Наташка, тихо смеясь, смотрит на молодую Митькину лысину, бледной дыней поднимающуюся над закрытыми глазами его, и зажигает свет. Митька вздрагивает, поднимает болезненно, плачуще брови, силясь разлепить глаза, морщит лоб, морщины на нем краснеют, а лысина глаже, зеркальнее как бы даже становится.
— Опять дома не ночевал? — спрашивает Наташка, проходя мимо цилиндрического котла, под мордой которого стоит квадратный противень из толстой жести, ртутно, сквозь масляный блеск, белеющий по краям и грубым своим швам. В плошку эту время от времени беззвучно капает из каких-то трубок.

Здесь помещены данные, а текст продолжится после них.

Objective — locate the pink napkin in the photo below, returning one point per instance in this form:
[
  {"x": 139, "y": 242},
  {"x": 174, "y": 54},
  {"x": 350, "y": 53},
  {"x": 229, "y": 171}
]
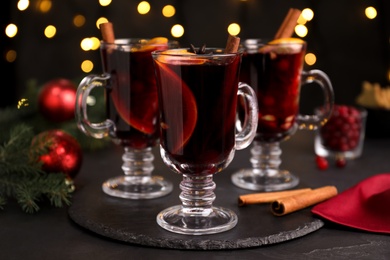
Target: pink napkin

Митька, все с теми же приподнятыми бровями и закрытыми глазами, блаженненько улыбается.
— Опять, говорю, жена прогнала, что ль? — громче спрашивает она и уже попристальнее, построже и отчужденнее вглядывается в него.
Митька вдруг распахивает полынные пронзительные глаза, сгребает Наташку и валит ее на нары. Она смеется сдавленно, виновато, слабо обороняется от его бесцеремонных рук, хватающих повсюду, но бессильно в то же время хватающих, поспешными уж чересчур рывками. Наташку окутывает запах старого лука, мазутной нечистой одежды, табака — прогорклого бездомовья мужичьего.
На секунду, на четвертушечку только ее, она замирает, точнее — дергается вся: напоминает ей запах этот овраг, то, как гнались, настигали ее в нем. Но тут же напряжение опадает. Ей почему-то жалко становится Митьку. Одной рукой она обнимает его за шею, а другой гладит по холодной влажноватой лысине, по остаткам мягких, как у младенчика, волос.
Господи, как жалко его! Как всех ей жаль в эту минуту, как всех готова принять она в душу свою, отдать себя, ненужную, всем. Господи, бери ее за так, задаром, ей ничего не надо, лишь бы сойтись с людьми, перебраться к ним через давнюю пропасть! Ведь до сих пор помнят, никак простить ей не могут е е ж е п о з о р, г р е х е е ж е. И не корят уже вроде бы, не осуждают, а все как бы вполоборота к ней стоят — не лицом, не сердцем…
Она гладит Митькину голову, глазам ее горячо, она задумывается и не замечает, что Митька, похохатывавший поначалу, бормотавший несуразные какие-то слова, перестает тискать ее и начинает совать под бока кулаками, и нешуточно уже, больно.